Because I have another commitment tomorrow, I decided to sneak today’s function into the schedule a little early. The feature of the day? Saving filters. Think of it as adding a “save game” button to history. If you’ve ever played a Nintendo game that didn’t let you save, you know the pain—hours of progress gone because your little brother unplugged the console. I didn’t want my carefully chosen filters to vanish the same way.

Of course, no feature comes without a little drama. I hit two big issues. Back when I started coding, any red error message would send me into full panic mode. Now, I’ve learned that most problems are just puzzles with bad timing. Today reminded me of that: slow down, breathe, and fix one thing at a time.

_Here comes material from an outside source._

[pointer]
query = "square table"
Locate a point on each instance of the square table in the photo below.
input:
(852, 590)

Today’s Motivation / Challenge

Why does this matter? Because sometimes you don’t want to rebuild the same filter every time you open the app. Imagine crafting the perfect view of “iron adoption in Eurasia, 800 BCE–200 CE,” then losing it forever because you clicked away. Saving presets means you can revisit your favorite “lenses” with one click, whether it’s maritime trade routes or technological revolutions.

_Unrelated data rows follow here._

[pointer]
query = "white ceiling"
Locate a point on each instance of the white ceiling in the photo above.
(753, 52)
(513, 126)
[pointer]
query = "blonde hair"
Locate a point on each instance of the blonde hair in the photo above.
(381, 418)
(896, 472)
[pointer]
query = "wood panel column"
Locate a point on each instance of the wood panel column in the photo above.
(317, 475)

Purpose of the Code (Object)

The code lets you save your current filter selections as JSON presets—called “theme lenses.” You can load, switch, and reuse them later. This way, your app remembers what you care about, and you can jump straight into exploring without re-selecting everything.

AI Prompt

Please add the following functions:
Theme lenses

  • Save filter presets (JSON): “maritime trade”, “iron adoption”, etc.

Accept: load/switch lenses in 1 click

Functions & Features

  • Save current filter selections as named JSON files.
  • Load a saved filter (“lens”) instantly with one click.
  • Keep taxonomy tags (like “tech” or “war”) consistent, even if not in the current tag list.

Requirements / Setup

You’ll need:

  • Python 3.11

Installs:

pip install streamlit

Minimal Code Sample

def save_lens(name, filters):

    with open(f”lenses/{name}.json”, “w”) as f:

        json.dump(filters, f)

def load_lens(name):

    with open(f”lenses/{name}.json”) as f:

        return json.load(f)

One function saves filters as JSON; the other loads them back into the app.

The Civilization Timeline Builder

Notes / Lessons Learned

The first bug was almost comical: I forgot to delete the existing sidebar widget, so suddenly I had two period selectors glaring at me. That one was an easy fix. The trickier problem was when lenses like “maritime trade” or “iron adoption” triggered Streamlit errors. The issue? I had assigned values that didn’t exist in the current all_tags list. Streamlit doesn’t like when you ask for something it doesn’t offer.

The solution was to create a script that merges the database-derived options with whatever free-form values the lens needed. That way, even if the lens specifies tags like “sea” or “tech,” it still works, whether or not those appear in all_tags. After some careful debugging, everything finally clicked into place.

The real lesson: don’t try to fix every error at once. Solve one, breathe, then tackle the next. The process is a lot less stressful that way.

Optional Ideas for Expansion

  • Add a dropdown of saved lenses in the sidebar for quick access.
  • Allow exporting and sharing lenses with friends (history study group, anyone?).
  • Include a “random lens” button for surprise explorations.